Three-neutron resonance study using transition operators

TL;DR

This study investigates the existence of three-neutron resonances by solving scattering equations with realistic potentials, finding no observable resonant states at physical interaction strengths.

Contribution

It provides a rigorous continuum analysis of three-neutron systems using Faddeev equations, clarifying the non-existence of observable three-neutron resonances.

Findings

Resonant behavior appears only with artificially enhanced interactions.

Resonances vanish at physical interaction strengths.

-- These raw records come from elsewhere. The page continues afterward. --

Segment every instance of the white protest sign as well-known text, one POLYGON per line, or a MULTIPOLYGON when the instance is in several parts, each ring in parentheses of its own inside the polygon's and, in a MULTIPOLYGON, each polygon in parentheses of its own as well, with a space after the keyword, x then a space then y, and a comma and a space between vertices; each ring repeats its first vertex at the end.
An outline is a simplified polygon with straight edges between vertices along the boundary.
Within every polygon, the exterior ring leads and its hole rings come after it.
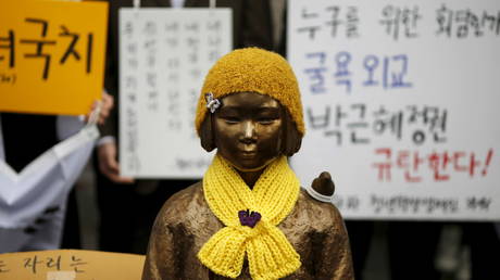
POLYGON ((233 46, 229 9, 120 10, 120 160, 136 178, 202 177, 212 155, 195 112, 203 78, 233 46))
POLYGON ((348 218, 500 219, 500 2, 290 0, 303 186, 348 218))

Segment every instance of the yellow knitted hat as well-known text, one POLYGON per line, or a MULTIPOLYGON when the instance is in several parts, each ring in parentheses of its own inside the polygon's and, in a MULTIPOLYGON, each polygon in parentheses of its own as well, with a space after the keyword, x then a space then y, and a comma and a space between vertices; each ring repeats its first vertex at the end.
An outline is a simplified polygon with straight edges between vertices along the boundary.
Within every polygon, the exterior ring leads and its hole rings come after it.
POLYGON ((205 93, 212 92, 218 99, 243 91, 259 92, 277 100, 290 113, 297 130, 304 135, 302 102, 293 71, 279 54, 259 48, 234 50, 212 66, 198 100, 195 120, 198 135, 208 111, 205 93))

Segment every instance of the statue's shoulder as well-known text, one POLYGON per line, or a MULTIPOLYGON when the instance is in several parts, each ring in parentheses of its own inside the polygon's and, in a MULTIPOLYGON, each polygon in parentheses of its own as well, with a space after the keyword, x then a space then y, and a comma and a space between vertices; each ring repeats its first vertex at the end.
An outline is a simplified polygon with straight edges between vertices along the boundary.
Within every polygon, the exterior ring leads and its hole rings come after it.
POLYGON ((299 208, 298 211, 305 212, 308 216, 314 217, 312 222, 325 226, 330 222, 334 225, 343 224, 342 216, 334 204, 312 198, 303 188, 300 190, 297 207, 299 208))
POLYGON ((176 192, 162 206, 157 221, 178 224, 189 219, 189 215, 207 207, 201 181, 176 192))

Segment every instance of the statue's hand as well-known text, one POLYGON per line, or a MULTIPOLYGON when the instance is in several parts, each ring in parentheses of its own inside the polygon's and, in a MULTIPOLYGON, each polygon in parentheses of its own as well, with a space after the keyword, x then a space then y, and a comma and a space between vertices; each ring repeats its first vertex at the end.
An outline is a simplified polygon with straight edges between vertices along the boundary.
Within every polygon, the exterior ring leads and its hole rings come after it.
POLYGON ((320 176, 313 180, 311 187, 320 194, 326 196, 332 196, 335 192, 335 183, 332 180, 332 176, 327 171, 320 174, 320 176))

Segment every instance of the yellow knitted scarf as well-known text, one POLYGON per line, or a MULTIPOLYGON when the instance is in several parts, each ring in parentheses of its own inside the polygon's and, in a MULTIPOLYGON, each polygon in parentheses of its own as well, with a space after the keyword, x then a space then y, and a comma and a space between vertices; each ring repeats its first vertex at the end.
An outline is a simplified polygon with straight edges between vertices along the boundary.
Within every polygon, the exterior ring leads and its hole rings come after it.
POLYGON ((271 163, 251 190, 226 160, 216 155, 203 177, 210 209, 226 226, 203 244, 198 258, 217 275, 236 278, 245 254, 253 279, 278 279, 297 270, 300 256, 276 227, 293 208, 300 182, 282 156, 271 163), (262 217, 242 226, 240 211, 262 217), (257 214, 258 215, 258 214, 257 214))

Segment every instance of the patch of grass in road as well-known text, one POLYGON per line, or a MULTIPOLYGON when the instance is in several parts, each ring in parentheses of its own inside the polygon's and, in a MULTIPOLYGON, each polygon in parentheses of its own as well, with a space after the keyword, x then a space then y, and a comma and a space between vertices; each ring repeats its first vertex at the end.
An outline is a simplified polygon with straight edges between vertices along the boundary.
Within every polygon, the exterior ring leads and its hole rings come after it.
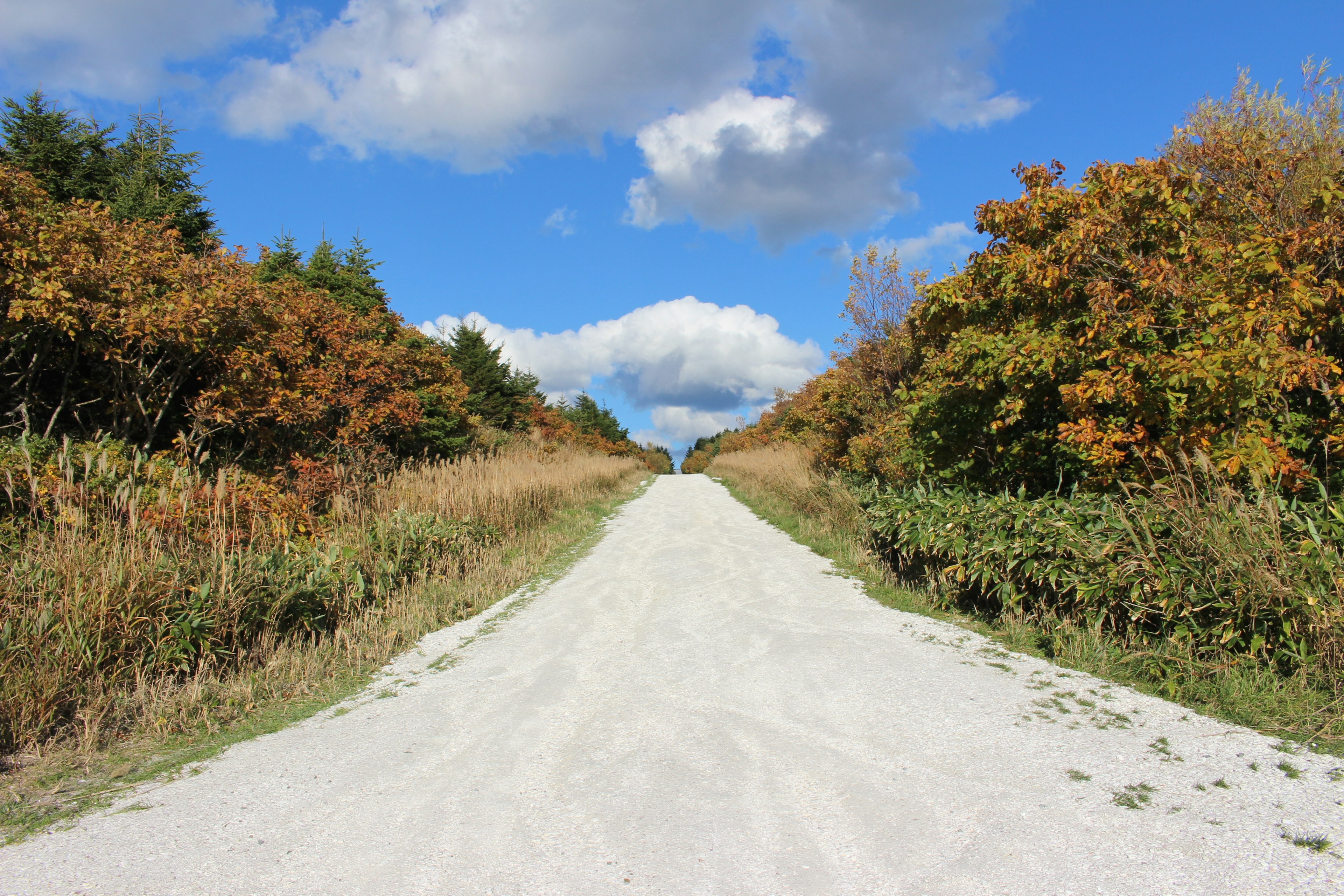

No observable three-neutron resonant states are supported by current models.

Abstract

Existing bound-state type calculations of three-neutron resonances yield contradicting results. A direct study of the three-neutron continuum using rigorous scattering equations with realistic potentials and search for possible resonances is aimed. Faddeev-type integral equations for three-neutron transition operators are solved in the momentum-space partial-wave framework. The evolution of resonances is studied by enhancing the strength of the two-neutron interaction in partial waves with nonzero orbital momentum. Calculated three-neutron transition operators exhibit resonant behavior for sufficiently large enhancement factors; pole trajectories in the complex-energy energy plane are extracted from their energy dependence. However, the resonant behavior completely disappears for the physical interaction strength. There are no physically observable three-neutron resonant states consistent with presently accepted interaction models.